McSweeney was born in New York, but moved to Connecticut with her mom when she was 13, after she was expelled from Manhattan’s elite, all-girls school Convent of the Sacred Heart. (The same school Dorinda and Ramona sent their daughters, incidentally.) It’s unclear why, exactly, McSweeney was expelled — “it was actually total bullshit,” she assures me — but the move was traumatic. In Connecticut, there was an incident, one McSweeney doesn’t want to talk about before the show airs, because she and her mom have a come to Jesus moment about it this season. “I was a juvenile delinquent,” she says. She was so used to getting in trouble at the time, that “getting beat up by the cop that night, and getting arrested, it didn’t feel that traumatic. It was just another night.”

Still, the incident was a wake up call for her. In the cell that night, as she did sit ups and waited to appear before the judge, McSweeney says she told herself, “Leah, this is fucked up. It’s Independence Day, you’re locked up, your life’s a mess. You need to get your shit together big time.”

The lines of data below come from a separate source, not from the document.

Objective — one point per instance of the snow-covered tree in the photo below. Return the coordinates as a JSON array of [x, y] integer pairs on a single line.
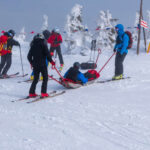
[[135, 31], [45, 23], [148, 16], [76, 32], [106, 36], [21, 37]]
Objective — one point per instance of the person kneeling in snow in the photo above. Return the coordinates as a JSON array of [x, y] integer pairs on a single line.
[[73, 74], [37, 56]]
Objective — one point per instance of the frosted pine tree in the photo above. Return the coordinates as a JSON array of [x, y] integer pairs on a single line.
[[106, 36], [45, 23], [75, 30], [21, 37], [148, 16], [135, 31]]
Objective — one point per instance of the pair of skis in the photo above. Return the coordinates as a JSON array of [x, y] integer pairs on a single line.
[[109, 80], [39, 98], [29, 80], [13, 76]]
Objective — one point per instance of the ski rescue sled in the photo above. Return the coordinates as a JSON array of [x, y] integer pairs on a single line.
[[91, 64], [73, 85], [92, 76]]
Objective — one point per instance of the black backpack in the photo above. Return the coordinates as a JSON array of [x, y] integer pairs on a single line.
[[118, 41]]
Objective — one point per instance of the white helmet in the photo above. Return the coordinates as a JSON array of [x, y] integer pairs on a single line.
[[56, 30]]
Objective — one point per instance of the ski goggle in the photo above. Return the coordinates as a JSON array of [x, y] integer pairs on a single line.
[[116, 29]]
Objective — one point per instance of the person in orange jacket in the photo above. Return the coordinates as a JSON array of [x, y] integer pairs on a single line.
[[55, 40], [6, 55]]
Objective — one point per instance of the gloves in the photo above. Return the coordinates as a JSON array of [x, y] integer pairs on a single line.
[[114, 50], [57, 42], [31, 66], [53, 63]]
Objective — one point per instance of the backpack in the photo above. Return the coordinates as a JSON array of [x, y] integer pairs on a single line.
[[118, 41], [130, 39], [3, 45], [92, 74]]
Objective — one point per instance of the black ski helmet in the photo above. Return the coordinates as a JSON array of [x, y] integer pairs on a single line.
[[46, 34], [7, 34], [12, 32], [76, 65], [39, 36]]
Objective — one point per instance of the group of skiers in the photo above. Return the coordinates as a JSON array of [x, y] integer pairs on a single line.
[[6, 44], [39, 56]]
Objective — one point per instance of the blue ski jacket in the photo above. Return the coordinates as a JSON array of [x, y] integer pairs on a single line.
[[122, 46], [80, 77]]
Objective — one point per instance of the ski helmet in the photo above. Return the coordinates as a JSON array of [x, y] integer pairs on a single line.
[[76, 65], [12, 32], [46, 34], [7, 34], [56, 30], [39, 36]]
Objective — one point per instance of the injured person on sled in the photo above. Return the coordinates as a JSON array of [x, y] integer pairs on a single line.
[[74, 75]]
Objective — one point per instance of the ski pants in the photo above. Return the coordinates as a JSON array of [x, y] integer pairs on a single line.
[[6, 61], [58, 50], [37, 71], [119, 63]]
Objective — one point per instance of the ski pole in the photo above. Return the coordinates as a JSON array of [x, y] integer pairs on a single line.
[[21, 61], [54, 79], [107, 62], [99, 52], [59, 73]]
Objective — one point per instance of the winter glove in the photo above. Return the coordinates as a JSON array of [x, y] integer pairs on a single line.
[[57, 42], [114, 50], [53, 64], [31, 66]]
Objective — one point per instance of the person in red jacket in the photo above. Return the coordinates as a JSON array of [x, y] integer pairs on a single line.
[[55, 40]]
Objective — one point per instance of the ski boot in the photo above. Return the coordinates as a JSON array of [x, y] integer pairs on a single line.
[[44, 95], [118, 77], [32, 95], [41, 77], [31, 77], [61, 67]]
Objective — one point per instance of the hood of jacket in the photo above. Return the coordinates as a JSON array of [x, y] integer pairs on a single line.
[[120, 28]]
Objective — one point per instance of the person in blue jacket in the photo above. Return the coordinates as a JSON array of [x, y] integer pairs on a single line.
[[122, 42], [75, 75]]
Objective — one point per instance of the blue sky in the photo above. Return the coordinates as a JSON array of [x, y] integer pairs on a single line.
[[16, 14]]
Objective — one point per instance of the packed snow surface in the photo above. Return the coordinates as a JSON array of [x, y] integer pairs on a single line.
[[108, 116]]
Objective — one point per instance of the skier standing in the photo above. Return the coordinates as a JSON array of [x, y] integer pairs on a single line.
[[75, 75], [122, 42], [46, 34], [37, 56], [55, 40], [6, 58]]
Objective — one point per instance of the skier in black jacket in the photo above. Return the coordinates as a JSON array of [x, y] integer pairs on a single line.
[[37, 57], [6, 60]]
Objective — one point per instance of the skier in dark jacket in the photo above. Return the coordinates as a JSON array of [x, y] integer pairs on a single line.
[[55, 40], [122, 43], [37, 56], [6, 59], [75, 75], [46, 34]]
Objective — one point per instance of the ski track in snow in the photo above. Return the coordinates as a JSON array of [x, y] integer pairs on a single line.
[[110, 116]]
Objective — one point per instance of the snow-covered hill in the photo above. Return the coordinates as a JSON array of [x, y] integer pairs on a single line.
[[109, 116]]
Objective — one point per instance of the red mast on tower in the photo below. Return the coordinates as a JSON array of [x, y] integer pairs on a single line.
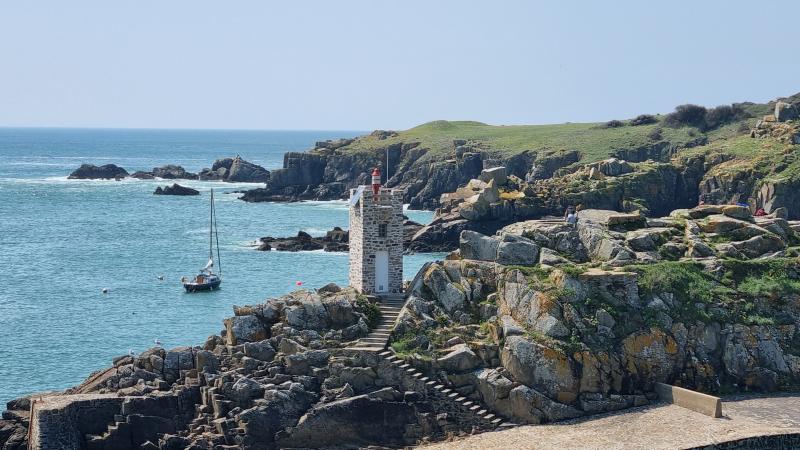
[[376, 182]]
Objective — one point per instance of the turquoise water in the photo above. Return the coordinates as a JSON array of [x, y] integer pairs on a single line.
[[64, 241]]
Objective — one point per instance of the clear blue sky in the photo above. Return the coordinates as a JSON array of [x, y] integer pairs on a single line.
[[384, 64]]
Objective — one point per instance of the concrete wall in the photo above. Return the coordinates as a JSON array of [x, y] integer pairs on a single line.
[[60, 422]]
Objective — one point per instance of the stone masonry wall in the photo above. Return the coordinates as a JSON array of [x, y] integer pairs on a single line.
[[60, 422], [365, 217]]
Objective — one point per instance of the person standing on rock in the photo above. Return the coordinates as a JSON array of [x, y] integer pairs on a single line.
[[570, 210], [570, 217]]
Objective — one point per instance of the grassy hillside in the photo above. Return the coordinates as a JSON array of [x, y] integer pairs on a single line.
[[595, 141]]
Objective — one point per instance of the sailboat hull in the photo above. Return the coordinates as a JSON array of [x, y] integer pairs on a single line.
[[199, 287]]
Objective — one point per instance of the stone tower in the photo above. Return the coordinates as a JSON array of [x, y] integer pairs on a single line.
[[376, 240]]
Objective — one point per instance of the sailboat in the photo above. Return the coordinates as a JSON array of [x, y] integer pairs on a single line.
[[207, 280]]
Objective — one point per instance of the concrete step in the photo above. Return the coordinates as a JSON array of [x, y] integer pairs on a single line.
[[366, 348]]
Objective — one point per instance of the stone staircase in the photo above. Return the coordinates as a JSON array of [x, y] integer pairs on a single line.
[[390, 306], [467, 411], [471, 411]]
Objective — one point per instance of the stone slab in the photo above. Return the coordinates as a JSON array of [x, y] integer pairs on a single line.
[[696, 401]]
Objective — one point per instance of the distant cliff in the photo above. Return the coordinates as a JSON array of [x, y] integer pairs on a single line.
[[721, 153]]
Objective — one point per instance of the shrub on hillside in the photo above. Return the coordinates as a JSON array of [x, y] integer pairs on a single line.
[[686, 115], [705, 119], [614, 124], [643, 119]]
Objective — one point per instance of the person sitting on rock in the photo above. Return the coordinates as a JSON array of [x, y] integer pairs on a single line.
[[570, 210]]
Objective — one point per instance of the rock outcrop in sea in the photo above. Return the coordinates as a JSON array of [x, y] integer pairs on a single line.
[[335, 240], [235, 169], [543, 321], [90, 171], [175, 189], [168, 172]]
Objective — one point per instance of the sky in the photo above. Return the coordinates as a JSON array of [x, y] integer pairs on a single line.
[[380, 64]]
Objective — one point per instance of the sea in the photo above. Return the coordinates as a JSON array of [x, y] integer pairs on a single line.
[[63, 242]]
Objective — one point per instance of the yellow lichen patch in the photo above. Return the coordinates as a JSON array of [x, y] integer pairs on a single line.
[[512, 195], [566, 397]]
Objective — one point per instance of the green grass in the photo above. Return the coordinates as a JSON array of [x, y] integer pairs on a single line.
[[687, 280], [370, 309]]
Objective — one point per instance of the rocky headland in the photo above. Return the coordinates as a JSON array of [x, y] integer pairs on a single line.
[[743, 151], [227, 169], [668, 276], [335, 240], [90, 172], [541, 322], [175, 189]]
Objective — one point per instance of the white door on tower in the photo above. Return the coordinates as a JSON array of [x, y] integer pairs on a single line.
[[382, 271]]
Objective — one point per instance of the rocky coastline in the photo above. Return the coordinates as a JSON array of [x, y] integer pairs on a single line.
[[231, 170], [667, 276], [541, 322]]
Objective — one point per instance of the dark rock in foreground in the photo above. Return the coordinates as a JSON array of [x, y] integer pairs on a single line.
[[175, 189], [168, 172], [333, 241], [91, 172]]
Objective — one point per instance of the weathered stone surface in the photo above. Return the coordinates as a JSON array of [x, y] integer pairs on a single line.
[[175, 189], [90, 171], [259, 350], [460, 359], [496, 174], [541, 368], [515, 250], [359, 420], [474, 245]]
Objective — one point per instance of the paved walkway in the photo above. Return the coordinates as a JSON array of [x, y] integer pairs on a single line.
[[650, 427]]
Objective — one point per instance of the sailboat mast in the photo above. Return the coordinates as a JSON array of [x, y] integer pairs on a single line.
[[216, 237], [211, 228]]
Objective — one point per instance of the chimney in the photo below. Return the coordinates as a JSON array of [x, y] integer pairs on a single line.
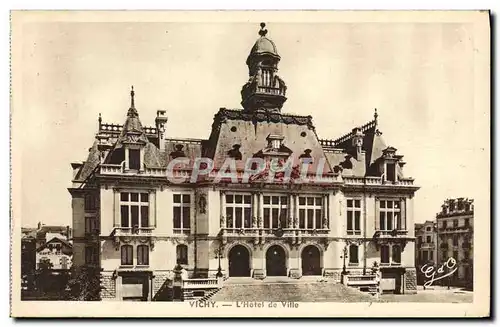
[[357, 142]]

Married to the Mob went on to be a huge success. Rihanna’s worn it, as have Fergie, Little Kim, and Lady Miss Kier. The line has also collaborated with brands like Kangol, Colette, and Nike. And while she’s done well financially, McSweeney feels she doesn’t get as much credit for her success as other, male-dominated streetwear brands. “There’s no other guy brands in the streetwear world that have done as many collaborations as me, except maybe Supreme, and maybe Kith,” she says. (McSweeney was sued by Supreme for $10 million in 2013, after the brand accused Married to the Mob of ripping off its signature design with their line of “Supreme Bitch” paraphernalia. McSweeney, in turn, accused Supreme of trying to silence her. The lawsuit was dropped later that year following an out of court settlement.) Clearly, though, she hopes her brand will benefit from her role on the show. In March, the Married to the Mob website was nothing more than a blank page with the message “We’ll be right back, bitch,” and a return date: April 2, 2020 — season 12’s premiere.

With her business savvy and blunt conversational style, McSweeney is reminiscent of another New York housewife, one who isn’t returning this season. When I start to bring up Bethenny Frankel’s surprise exit from the franchise, Bravo’s publicist turns her camera back on and unmutes herself to explain that McSweeney and Frankel have never met, actually, and that McSweeney “doesn’t really know her” though they follow each other on Instagram, and share the same esthetician. (McSweeney says she won’t say what salon or anything: “They’re high profile.”) With this matter resolved, the publicist mutes herself and turns off her camera.

As we wrap things up, I ask McSweeney what she plans to do with the rest of her social distancing time in the Hamptons. She’s FaceTiming with her trainer today, and is going to take a hike tomorrow. She and her family are avoiding grocery stores right now, she explains. “We read that everybody from New York is coming here and bringing corona here. But not us.”